Flash Minsort Sublist
This minsort sublist had a strange issue with block reading failures. I updated that method to actually return an int for success or failure and check that to see what to do next. If the reading fails because of end-of-file or some other data corruption issue, it now will mark that region as finished and move on, rather than just continuing with a failed read. There's also some code in there to restart the check recursively for the min if this corruption occurs at the start of the read. This usually shouldn't be called, but I think it might be necessary if some corruption occurs. I will try to trigger these cases at some point, but the current test code that triggers min sublists does not do that. I also think that since this is only called if there's very few sublists, that the recursive call shouldn't be an issue if it's triggered, but again, that needs to be tested properly which I have not done unfortunately.
Makefile, Debugging
I added some files for print debugging called debug_log that uses a low level call for printing since when debugging with breakpoints, the printf calls often didn't show up.
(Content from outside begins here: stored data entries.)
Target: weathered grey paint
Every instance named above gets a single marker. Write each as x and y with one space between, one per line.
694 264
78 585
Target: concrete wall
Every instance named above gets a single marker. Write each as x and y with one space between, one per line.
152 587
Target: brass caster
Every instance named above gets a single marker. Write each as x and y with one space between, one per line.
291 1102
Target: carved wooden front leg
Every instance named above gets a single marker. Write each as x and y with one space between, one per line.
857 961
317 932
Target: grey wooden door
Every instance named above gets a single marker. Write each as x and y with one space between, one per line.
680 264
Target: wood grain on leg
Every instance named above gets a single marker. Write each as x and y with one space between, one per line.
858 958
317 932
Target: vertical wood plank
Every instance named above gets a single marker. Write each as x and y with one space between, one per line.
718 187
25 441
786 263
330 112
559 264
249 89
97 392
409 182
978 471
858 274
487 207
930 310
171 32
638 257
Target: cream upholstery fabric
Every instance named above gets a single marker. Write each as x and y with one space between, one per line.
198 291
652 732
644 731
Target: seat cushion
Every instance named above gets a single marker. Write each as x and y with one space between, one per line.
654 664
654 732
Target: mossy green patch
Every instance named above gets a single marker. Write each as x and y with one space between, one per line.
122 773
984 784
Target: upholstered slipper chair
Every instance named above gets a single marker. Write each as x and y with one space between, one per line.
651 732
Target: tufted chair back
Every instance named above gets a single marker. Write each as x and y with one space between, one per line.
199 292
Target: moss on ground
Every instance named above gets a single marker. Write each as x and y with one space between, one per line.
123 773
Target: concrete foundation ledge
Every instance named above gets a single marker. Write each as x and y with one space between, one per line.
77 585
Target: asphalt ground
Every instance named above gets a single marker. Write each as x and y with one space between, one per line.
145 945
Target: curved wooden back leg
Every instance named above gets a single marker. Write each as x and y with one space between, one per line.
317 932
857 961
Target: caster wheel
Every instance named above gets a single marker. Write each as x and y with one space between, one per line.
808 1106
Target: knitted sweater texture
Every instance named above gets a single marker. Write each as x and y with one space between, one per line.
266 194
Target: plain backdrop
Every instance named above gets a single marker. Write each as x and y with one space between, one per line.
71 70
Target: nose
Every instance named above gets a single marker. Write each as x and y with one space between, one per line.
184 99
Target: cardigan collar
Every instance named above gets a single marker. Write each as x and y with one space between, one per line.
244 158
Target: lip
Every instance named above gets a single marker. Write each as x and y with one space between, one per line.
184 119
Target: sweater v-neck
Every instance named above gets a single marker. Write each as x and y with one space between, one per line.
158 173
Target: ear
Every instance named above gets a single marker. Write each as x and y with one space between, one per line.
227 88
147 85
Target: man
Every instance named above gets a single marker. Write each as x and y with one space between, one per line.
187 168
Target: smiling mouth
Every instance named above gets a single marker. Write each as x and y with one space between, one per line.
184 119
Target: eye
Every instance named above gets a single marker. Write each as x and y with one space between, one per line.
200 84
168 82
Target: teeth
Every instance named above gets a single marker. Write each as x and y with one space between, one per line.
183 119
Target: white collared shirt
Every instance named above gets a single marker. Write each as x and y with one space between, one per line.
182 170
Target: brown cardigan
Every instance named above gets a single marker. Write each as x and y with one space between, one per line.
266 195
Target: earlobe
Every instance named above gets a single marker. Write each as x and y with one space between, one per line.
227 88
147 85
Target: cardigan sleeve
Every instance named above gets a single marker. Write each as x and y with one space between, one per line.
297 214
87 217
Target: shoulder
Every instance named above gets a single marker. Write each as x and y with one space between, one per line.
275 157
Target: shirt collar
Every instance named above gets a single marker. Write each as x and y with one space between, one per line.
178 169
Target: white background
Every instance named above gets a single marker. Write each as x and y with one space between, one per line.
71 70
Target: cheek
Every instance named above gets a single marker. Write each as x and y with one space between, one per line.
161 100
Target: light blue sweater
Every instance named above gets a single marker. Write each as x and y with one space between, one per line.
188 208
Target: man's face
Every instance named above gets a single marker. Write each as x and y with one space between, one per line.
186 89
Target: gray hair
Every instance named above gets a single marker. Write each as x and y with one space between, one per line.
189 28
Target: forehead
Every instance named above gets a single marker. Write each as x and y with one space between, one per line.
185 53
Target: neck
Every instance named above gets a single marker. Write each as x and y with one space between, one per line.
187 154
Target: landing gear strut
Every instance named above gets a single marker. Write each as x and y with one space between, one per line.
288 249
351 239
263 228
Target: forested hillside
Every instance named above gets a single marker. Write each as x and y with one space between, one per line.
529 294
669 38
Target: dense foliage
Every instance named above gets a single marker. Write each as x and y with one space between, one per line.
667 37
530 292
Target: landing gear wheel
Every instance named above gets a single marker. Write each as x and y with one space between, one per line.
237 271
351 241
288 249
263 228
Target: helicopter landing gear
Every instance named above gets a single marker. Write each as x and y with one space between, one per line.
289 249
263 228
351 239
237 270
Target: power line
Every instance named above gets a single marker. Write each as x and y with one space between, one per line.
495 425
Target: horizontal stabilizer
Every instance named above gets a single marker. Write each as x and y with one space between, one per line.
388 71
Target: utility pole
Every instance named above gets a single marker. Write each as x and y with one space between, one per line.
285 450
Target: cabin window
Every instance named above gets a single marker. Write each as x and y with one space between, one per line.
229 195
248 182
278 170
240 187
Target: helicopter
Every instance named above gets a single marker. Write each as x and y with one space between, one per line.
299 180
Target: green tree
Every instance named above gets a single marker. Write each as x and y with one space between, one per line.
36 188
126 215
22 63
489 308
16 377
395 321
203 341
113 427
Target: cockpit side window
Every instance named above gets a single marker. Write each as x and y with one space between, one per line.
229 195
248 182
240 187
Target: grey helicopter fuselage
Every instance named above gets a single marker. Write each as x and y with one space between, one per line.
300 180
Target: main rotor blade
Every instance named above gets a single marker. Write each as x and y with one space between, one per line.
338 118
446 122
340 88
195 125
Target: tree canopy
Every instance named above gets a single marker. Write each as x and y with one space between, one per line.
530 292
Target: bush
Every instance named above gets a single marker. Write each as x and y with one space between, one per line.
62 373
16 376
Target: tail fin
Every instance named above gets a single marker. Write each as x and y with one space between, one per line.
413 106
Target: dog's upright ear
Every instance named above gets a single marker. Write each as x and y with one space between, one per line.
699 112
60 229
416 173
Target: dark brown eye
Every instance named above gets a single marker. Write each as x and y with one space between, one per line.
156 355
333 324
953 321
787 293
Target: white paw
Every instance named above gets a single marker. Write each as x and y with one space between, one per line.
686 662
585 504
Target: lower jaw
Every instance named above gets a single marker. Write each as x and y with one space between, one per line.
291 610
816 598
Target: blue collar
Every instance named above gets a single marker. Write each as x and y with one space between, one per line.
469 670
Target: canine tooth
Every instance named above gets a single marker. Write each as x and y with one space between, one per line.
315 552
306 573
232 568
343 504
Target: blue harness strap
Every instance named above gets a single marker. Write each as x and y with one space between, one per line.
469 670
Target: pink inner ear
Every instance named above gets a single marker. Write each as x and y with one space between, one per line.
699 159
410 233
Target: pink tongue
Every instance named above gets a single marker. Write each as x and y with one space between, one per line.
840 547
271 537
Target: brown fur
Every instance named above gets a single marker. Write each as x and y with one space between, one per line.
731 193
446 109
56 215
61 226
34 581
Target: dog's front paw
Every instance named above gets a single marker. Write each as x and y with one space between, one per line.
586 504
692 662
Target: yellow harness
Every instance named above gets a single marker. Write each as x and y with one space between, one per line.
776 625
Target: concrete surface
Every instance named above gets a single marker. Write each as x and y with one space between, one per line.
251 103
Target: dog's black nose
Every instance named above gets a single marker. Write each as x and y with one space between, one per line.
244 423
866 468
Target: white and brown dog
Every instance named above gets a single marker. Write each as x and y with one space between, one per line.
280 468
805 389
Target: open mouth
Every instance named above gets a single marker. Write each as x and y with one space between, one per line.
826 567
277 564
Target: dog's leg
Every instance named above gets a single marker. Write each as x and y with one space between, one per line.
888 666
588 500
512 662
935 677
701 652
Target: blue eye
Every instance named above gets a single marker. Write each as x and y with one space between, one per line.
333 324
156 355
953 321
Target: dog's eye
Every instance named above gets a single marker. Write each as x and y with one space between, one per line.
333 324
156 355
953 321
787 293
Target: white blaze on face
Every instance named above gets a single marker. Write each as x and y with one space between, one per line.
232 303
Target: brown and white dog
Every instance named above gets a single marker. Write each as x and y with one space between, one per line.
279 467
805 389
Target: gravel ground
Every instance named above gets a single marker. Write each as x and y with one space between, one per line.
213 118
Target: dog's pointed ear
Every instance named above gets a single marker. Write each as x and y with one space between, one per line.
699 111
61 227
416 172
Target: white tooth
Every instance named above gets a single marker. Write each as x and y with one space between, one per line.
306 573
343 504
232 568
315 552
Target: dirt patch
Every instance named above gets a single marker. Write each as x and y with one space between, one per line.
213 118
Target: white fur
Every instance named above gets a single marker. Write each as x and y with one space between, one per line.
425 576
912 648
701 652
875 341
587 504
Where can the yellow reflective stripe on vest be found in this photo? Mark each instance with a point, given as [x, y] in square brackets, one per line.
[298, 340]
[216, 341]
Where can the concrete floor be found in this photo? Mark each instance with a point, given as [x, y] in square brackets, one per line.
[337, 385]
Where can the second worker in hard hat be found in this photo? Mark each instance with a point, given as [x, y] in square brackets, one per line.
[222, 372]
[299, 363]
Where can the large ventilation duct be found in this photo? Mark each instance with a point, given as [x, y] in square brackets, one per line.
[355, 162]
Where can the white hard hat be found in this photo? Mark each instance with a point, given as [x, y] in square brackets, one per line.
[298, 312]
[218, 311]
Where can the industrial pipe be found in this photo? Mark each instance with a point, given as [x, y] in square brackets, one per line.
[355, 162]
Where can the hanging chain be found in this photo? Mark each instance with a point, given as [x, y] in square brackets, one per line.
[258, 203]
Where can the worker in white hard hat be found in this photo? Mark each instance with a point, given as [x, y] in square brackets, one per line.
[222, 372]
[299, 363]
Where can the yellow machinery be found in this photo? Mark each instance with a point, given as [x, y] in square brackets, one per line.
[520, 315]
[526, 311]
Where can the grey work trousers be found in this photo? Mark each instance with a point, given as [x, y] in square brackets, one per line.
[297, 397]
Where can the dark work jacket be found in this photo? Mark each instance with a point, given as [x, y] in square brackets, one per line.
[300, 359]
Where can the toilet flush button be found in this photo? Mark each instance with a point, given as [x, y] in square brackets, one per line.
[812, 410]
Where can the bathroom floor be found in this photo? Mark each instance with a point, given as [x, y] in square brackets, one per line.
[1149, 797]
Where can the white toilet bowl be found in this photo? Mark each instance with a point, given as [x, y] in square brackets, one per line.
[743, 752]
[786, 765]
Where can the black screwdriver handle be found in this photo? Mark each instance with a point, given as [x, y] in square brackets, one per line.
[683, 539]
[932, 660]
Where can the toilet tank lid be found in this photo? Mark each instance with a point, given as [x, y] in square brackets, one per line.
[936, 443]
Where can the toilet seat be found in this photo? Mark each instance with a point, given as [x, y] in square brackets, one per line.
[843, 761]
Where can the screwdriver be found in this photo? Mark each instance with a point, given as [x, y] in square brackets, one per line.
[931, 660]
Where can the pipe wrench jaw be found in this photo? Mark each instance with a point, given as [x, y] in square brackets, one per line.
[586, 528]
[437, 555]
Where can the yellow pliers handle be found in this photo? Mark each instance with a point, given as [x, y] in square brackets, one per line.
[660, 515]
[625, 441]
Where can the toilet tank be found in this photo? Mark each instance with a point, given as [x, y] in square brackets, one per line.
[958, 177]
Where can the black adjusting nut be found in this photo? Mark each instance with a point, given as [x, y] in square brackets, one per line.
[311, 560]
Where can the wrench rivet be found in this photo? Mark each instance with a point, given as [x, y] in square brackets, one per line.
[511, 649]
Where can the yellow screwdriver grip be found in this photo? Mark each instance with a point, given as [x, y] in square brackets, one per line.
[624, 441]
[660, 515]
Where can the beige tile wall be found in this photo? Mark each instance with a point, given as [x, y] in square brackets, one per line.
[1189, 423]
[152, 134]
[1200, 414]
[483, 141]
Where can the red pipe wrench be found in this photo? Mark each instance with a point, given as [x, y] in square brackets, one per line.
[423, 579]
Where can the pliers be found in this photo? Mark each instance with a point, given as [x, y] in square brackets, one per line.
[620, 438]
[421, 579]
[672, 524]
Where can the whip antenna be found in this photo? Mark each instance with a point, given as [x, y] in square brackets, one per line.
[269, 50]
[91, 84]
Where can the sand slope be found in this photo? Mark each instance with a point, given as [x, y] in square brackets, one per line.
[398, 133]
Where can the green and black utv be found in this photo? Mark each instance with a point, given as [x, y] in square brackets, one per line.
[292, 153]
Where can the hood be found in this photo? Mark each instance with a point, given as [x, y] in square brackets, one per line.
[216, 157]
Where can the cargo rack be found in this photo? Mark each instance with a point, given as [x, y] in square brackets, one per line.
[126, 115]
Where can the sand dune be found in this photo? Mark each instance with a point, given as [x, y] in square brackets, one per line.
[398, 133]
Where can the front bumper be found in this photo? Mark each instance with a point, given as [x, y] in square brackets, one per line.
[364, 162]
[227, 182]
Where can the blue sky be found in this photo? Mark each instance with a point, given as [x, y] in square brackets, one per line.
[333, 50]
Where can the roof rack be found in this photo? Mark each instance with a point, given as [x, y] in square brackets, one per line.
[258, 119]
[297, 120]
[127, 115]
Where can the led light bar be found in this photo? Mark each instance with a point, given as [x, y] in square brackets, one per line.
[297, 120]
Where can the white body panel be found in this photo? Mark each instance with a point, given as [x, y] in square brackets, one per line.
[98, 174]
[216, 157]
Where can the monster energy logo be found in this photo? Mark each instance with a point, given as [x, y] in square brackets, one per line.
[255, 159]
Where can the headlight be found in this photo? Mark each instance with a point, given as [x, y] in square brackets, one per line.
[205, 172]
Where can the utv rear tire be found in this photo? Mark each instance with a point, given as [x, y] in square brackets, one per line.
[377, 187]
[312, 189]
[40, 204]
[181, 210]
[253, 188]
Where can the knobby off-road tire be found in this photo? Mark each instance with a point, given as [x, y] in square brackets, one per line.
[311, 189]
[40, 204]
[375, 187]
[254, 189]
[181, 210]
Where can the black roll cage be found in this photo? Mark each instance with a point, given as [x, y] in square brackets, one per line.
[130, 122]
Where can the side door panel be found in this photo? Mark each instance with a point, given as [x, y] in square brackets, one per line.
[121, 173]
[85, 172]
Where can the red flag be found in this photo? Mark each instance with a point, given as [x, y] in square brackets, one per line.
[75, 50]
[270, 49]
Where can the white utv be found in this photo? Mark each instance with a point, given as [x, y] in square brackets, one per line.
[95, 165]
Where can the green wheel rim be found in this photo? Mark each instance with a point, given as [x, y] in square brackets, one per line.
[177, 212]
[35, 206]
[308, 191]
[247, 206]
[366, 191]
I put this in the lib folder, not to be included in the dist, and with some macros to see if any of the given debug macros are called before including the file and if it can't be found just making the debug_log be void with a given output so it should still run. In the makefile and .pio build file I removed the print errors debug symbol so it's not defined by default.
Final comments
There were a lot of changes and trials and errors, and a bunch more debugging code added in case I or someone down the line needs to revisit these methods. These are far from perfect, and while they work with the tests and data I've tried to this point, that does NOT mean they are always correct or fool proof, and there may be something I missed, something I added erroneously, or a way to improve the performance that I just missed.